DDoS attacks have evolved during the first quarter of 2015, with the majority lasting a shorter time but packing a greater punch. A record breaking 334Gbps attack, targeting a network operator in Asia, was also discovered in Q1.
According to the Q1 2015 global DDoS attack data from Arbor, the majority of attacks were short-lived, with approximately 90% lasting less than 1 hour.
Arbor’s ATLAS threat intelligence infrastructure claimed to have recorded 25 attacks which are larger than 100Gbps.
Arbor said that the recent large-scale attacks on enterprise and service provider networks used a reflection amplification technique, which allowed the attackers to confuse the original sources of that attack traffic and magnify the amount of traffic they generated.

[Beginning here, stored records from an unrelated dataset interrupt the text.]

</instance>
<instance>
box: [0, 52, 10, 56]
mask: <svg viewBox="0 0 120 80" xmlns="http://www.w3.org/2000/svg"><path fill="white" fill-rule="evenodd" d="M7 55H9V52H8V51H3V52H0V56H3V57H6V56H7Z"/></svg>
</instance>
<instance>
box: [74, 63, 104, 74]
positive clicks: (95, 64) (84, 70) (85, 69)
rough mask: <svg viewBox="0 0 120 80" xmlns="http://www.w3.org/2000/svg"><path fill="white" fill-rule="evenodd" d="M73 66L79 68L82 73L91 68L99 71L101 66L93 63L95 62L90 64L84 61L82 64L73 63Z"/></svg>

The technique uses Simple Service Discovery Protocol (SSDP), Network Time Protocol (NTP) and DNS servers and targets poorly configured and protected devices on the Internet providing UDP services, and service providers who do not implement filters to block traffic with a ‘forged’ source IP address.
The report also highlighted changing techniques used by attackers, which showed 126,000 attacks performed by SSDP reflection in Q1 2015, which is a drastic increase from just three SSDP reflection attacks detected in Q1 2014.
Arbor noted that volumetric attacks have increased in size and frequency over the past 18 months, with application-layer attackers noted as being pervasive.
Arbor has recommended the use of multi-layered defence, which integrates on-premise protection with cloud-based protection against higher magnitude volumetric DDoS attacks.
Arbor Networks Solutions Architects director Darren Anstee said: "Attacks that are significantly above the 200Gbps level can be extremely dangerous for network operators and can cause collateral damage across service provider, cloud hosting and enterprise networks."